In RF and IoT environments, attackers weaponize normal-looking behavior and misconfigurations. Treating anomalies as “probably nothing" creates blind spots that adversaries exploit and lets small hazards grow into incidents. Responding with the right tools is essential to gain clarity and act quickly.
Many attacks begin as ordinary protocol flows such as pairing attempts, beacons, scans, or join requests. These misconfigurations mimic adversary behavior, such as the use of legacy ciphers, open SSIDs, permit-join windows, or unsecured pairings. Radio frequency varies because channel conditions and mobility cause patterns to be intermittent. And waiting for certainty often means waiting too long. Keep in mind that one false negative is far more expensive than several quick triages.
Why normal-looking events still matter
Adversaries can hide within protocol norms such as BLE Just Works, Classic HID opens, Zigbee permit-join, LoRa join bursts, and Wi-Fi deauth for roaming tests. The malicious intent ultimately manifests in context. Look for red flags such as persistence, fan-out, proximity to protected assets, and privilege escalation attempts. Small signals chain together, creating a scan storm; one pairing success can equal compromise.
When these situations occur, be aware of your biases:
- Normalcy bias - a false sense of security
- Optimism bias - the inclination to over- or underestimate the circumstances
- Confirmation bias - the tendency to interpret new evidence as confirmation of your theories
- Sunken cost and bandwidth bias – the desire to compare past experience in your decision-making process.
Triage the Situation Using the FP^3 model
How It Works: Score each observation on five dimensions and investigate when the total is greater than 5 or any single dimension is extreme.

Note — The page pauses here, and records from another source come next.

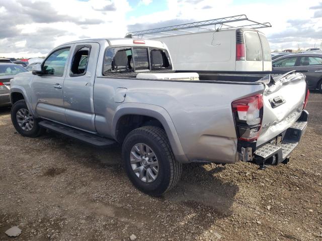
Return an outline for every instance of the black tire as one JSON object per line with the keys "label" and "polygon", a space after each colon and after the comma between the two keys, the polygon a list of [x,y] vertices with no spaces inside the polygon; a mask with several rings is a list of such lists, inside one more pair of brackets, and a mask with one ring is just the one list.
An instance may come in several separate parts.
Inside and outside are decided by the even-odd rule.
{"label": "black tire", "polygon": [[[140,180],[130,163],[130,152],[138,143],[149,147],[158,163],[158,173],[155,180],[146,183]],[[142,192],[152,196],[160,196],[174,187],[181,175],[182,165],[177,162],[167,134],[162,129],[145,126],[129,133],[123,142],[122,153],[126,174],[133,184]]]}
{"label": "black tire", "polygon": [[322,79],[318,82],[318,88],[320,91],[320,93],[322,93]]}
{"label": "black tire", "polygon": [[33,127],[31,130],[23,130],[19,126],[17,120],[17,114],[18,111],[21,109],[28,110],[26,102],[24,99],[18,100],[15,102],[11,108],[11,121],[17,132],[24,137],[33,138],[38,137],[43,134],[46,130],[39,126],[38,124],[39,119],[36,119],[33,116],[32,116],[33,118]]}

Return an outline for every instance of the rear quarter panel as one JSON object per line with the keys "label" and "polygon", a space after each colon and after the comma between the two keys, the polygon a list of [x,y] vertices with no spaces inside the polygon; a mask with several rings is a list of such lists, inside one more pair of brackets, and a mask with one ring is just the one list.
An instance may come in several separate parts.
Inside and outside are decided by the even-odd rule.
{"label": "rear quarter panel", "polygon": [[[118,87],[127,89],[123,103],[114,100]],[[233,163],[237,138],[231,102],[263,90],[261,84],[99,77],[94,87],[96,126],[99,133],[112,133],[113,116],[122,104],[137,103],[160,106],[170,115],[179,136],[178,144],[189,160]],[[107,126],[110,130],[107,130]]]}

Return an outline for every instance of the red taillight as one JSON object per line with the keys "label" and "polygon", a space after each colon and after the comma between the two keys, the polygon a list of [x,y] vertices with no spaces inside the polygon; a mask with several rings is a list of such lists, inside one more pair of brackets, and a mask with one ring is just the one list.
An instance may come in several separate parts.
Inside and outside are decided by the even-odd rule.
{"label": "red taillight", "polygon": [[263,117],[263,95],[257,94],[231,103],[239,140],[251,142],[259,136]]}
{"label": "red taillight", "polygon": [[304,104],[303,105],[303,109],[306,107],[306,104],[307,103],[307,100],[308,100],[308,96],[310,95],[310,91],[308,89],[306,91],[306,94],[305,94],[305,99],[304,101]]}
{"label": "red taillight", "polygon": [[145,44],[145,41],[142,39],[134,39],[133,41],[133,44]]}
{"label": "red taillight", "polygon": [[236,44],[236,60],[245,60],[245,44]]}

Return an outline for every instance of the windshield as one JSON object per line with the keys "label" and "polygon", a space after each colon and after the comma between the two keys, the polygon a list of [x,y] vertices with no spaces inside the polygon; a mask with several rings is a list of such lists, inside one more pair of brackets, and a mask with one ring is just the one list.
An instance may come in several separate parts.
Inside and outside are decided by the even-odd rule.
{"label": "windshield", "polygon": [[0,76],[14,75],[27,70],[19,65],[0,65]]}

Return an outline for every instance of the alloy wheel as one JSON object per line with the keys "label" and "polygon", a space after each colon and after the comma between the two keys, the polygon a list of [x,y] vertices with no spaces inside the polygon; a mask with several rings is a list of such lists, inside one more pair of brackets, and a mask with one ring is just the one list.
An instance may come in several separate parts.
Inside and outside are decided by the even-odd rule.
{"label": "alloy wheel", "polygon": [[143,143],[134,145],[131,149],[130,161],[132,169],[141,181],[149,183],[156,179],[159,164],[150,147]]}
{"label": "alloy wheel", "polygon": [[19,109],[16,115],[17,122],[24,131],[31,131],[34,127],[34,117],[25,108]]}

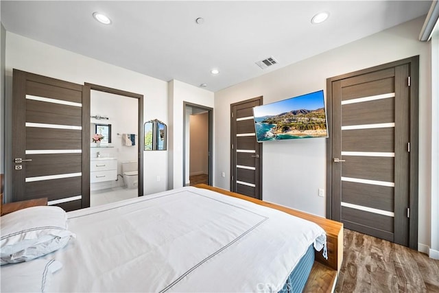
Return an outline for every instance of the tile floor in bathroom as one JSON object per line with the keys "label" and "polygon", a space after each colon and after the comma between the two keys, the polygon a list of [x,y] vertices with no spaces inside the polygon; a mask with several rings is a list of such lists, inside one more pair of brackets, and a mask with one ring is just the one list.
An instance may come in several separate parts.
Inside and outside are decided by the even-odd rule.
{"label": "tile floor in bathroom", "polygon": [[137,197],[137,189],[115,187],[90,191],[90,207],[115,202]]}

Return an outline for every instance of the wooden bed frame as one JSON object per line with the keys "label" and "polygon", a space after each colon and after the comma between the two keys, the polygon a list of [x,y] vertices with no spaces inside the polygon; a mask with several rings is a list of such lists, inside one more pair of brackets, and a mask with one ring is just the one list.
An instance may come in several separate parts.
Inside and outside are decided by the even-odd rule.
{"label": "wooden bed frame", "polygon": [[343,261],[343,224],[325,219],[302,211],[283,207],[271,202],[243,196],[206,184],[198,184],[195,187],[211,190],[226,196],[241,198],[249,202],[275,209],[302,219],[313,222],[322,227],[327,233],[328,259],[323,257],[322,252],[316,252],[316,259],[309,274],[305,292],[333,292],[335,281]]}

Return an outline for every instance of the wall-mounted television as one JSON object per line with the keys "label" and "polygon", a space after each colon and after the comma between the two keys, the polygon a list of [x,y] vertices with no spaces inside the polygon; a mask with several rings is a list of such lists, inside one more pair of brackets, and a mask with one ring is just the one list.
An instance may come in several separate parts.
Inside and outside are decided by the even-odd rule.
{"label": "wall-mounted television", "polygon": [[328,137],[323,90],[253,108],[258,142]]}

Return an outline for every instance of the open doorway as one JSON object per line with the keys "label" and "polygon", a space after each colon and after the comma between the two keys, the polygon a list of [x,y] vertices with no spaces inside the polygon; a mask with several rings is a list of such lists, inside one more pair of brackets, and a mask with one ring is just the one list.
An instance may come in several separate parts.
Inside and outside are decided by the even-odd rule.
{"label": "open doorway", "polygon": [[184,102],[183,182],[212,185],[211,108]]}
{"label": "open doorway", "polygon": [[90,86],[90,205],[143,195],[143,95]]}

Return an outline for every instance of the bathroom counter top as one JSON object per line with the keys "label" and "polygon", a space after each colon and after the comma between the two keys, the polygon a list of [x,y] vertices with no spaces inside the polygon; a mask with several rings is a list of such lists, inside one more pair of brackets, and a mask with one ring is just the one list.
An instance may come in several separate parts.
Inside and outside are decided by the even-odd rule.
{"label": "bathroom counter top", "polygon": [[90,161],[103,161],[103,160],[117,160],[117,158],[112,156],[101,156],[100,158],[90,158]]}

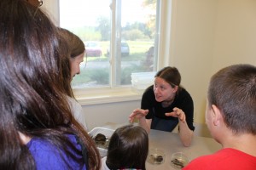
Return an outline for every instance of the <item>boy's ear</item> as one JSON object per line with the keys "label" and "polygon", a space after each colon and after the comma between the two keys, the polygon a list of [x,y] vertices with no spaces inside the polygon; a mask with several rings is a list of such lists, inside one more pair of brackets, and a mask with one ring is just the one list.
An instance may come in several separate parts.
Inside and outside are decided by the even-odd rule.
{"label": "boy's ear", "polygon": [[212,105],[212,109],[213,124],[214,126],[218,126],[222,119],[222,114],[220,112],[220,110],[215,105]]}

- Frequency – how often does this issue occur in a certain time window?
- Proximity – what is the RSSI and location context near protected assets?
- Fan-out – what is the number of unique targets or services touched?

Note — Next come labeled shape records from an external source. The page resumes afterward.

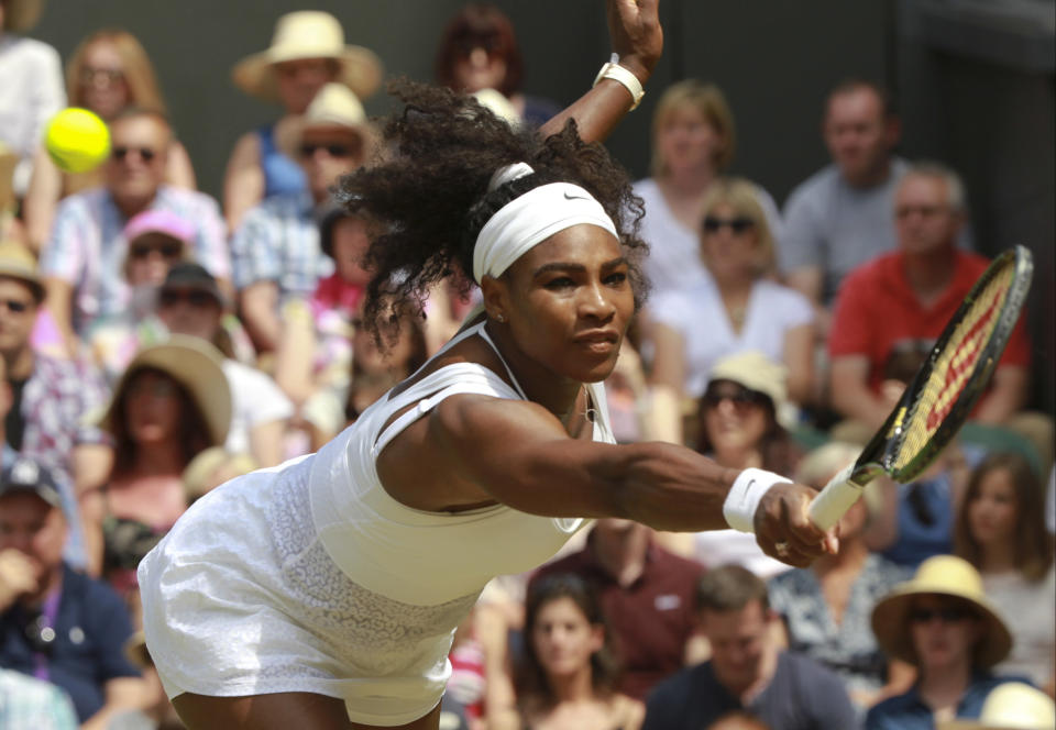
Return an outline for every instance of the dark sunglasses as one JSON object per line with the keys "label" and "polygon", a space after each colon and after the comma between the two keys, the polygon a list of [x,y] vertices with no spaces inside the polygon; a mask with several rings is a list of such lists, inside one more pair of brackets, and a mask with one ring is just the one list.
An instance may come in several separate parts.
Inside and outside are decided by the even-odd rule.
{"label": "dark sunglasses", "polygon": [[136,153],[140,156],[140,159],[145,163],[151,162],[157,155],[157,153],[150,147],[114,147],[111,154],[118,162],[124,162],[124,158],[133,152]]}
{"label": "dark sunglasses", "polygon": [[751,390],[741,385],[719,385],[708,386],[704,391],[704,405],[711,408],[717,408],[724,400],[729,400],[734,406],[743,408],[745,406],[766,406],[770,402],[770,397],[765,392]]}
{"label": "dark sunglasses", "polygon": [[22,314],[30,308],[30,305],[20,299],[0,299],[0,307],[7,307],[8,311],[14,314]]}
{"label": "dark sunglasses", "polygon": [[179,252],[183,248],[178,243],[169,242],[162,243],[158,245],[145,245],[145,246],[132,246],[130,254],[132,258],[143,259],[150,256],[155,251],[162,254],[165,258],[176,258],[179,256]]}
{"label": "dark sunglasses", "polygon": [[175,307],[182,301],[186,301],[191,307],[209,307],[218,303],[216,297],[202,289],[189,289],[187,291],[162,289],[157,300],[162,307]]}
{"label": "dark sunglasses", "polygon": [[910,611],[910,621],[913,623],[931,623],[939,619],[943,623],[957,623],[972,617],[967,608],[915,608]]}
{"label": "dark sunglasses", "polygon": [[352,156],[352,147],[346,144],[312,144],[306,142],[300,145],[300,154],[302,157],[312,157],[319,150],[326,150],[327,154],[331,157]]}
{"label": "dark sunglasses", "polygon": [[756,226],[756,222],[750,218],[738,215],[737,218],[716,218],[708,215],[704,219],[705,233],[718,233],[723,226],[728,226],[734,233],[740,234],[750,231]]}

- Privilege – what the action could grant if accepted or if it succeeds?
- Persistence – does it recur on a schedule or reappear after failure?

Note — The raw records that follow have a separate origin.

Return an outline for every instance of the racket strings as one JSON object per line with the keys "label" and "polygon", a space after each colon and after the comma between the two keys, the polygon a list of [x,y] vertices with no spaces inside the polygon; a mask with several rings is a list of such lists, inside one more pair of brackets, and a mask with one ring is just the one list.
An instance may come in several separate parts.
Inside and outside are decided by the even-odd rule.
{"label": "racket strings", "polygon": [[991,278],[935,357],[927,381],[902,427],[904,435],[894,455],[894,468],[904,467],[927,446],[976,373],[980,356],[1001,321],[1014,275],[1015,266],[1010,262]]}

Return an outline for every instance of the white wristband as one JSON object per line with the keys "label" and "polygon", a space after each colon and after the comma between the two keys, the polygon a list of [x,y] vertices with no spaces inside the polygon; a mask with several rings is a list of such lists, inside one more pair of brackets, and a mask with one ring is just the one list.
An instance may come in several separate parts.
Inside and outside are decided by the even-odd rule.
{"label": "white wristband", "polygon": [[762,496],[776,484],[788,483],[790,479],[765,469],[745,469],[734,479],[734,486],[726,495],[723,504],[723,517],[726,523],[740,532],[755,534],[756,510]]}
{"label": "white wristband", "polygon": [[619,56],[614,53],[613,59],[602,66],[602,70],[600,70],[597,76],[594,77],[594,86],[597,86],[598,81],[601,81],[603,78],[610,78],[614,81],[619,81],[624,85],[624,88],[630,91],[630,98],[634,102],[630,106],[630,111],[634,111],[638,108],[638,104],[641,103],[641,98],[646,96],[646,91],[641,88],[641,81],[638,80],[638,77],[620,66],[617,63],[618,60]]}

Here are some example scores:
- BLE: Pairing bursts to 3 laptops in 30 min → F2 P1 F/O2 Priv2 Pers1
- BT Classic: HID PSM 0x11/0x13 from unknown → F1 P2 F/O0 Priv2 Pers1
- Zigbee: Permit-join broadcast at 10:15 → F1 P1 F/O1 Priv2 Pers0
- Wi-Fi: Evil twin with higher RSSI → F1 P2 F/O1 Priv2 Pers1
- LoRaWAN: Join-Request bursts + Join-Accept → F1 P1 F/O0 Priv2 Pers2
Addressing the Issues Using PANalyzr
The PANalyzr is a state-of-the-art, affordable, wideband, multi-protocol Personal Area Network (PAN) Analyzer. Here is how it can best be used in the above situations.
- Use the allow lists for known devices, BSSIDs, HomeIDs, and PAN IDs. Treat mismatches as Medium by default and escalate by the FP^3 model.
- Turn events into watch rules with windows (for example: BLE pairing ≥2 in 15 min; Wi-Fi deauth >50/min; Zigbee permit-join outside maintenance).
- Prioritize by proximity with >= RSSI filters in secure rooms.
- Correlate repetition: raise severity level when a source reappears 3 times in 24 hours.
- Capture evidence automatically on trigger: PCAP/CSV slice and FP^3 context.
Even if you think it is “probably nothing,” maintenance windows and change tickets: auto-downgrade during approved work but still records. Dynamic baselines last over 7–30 days. The two-stage triage model tracks a 60–90-second process in stage 1 and escalates only if the risk remains. A decision log provides a disposition with rationale because the allow-list is based on evidence, not a gut feel.
Instances when “nothing” became something
- BLE Just Works prompts dismissed by users; FP^3 total 6; rogue keyboard under desk.
- Zigbee permit-join at 10:15; new light reporting to unknown coordinator.
- Wi-Fi evil twin beacon higher RSSI in conference room; two clients leaked credentials.
- LoRaWAN two Join-Requests every 15 minutes; hidden sensor on demo badge left active.
Why Use PANalyzer
Using a tool like the PANalyzer allows companies a method to identify risk and solve related issues with data-based evidence instead of anecdotal and potentially biased theories. It takes 90 seconds to confirm or dismiss risk, record the outcome, and have peace of mind that your systems have not been compromised.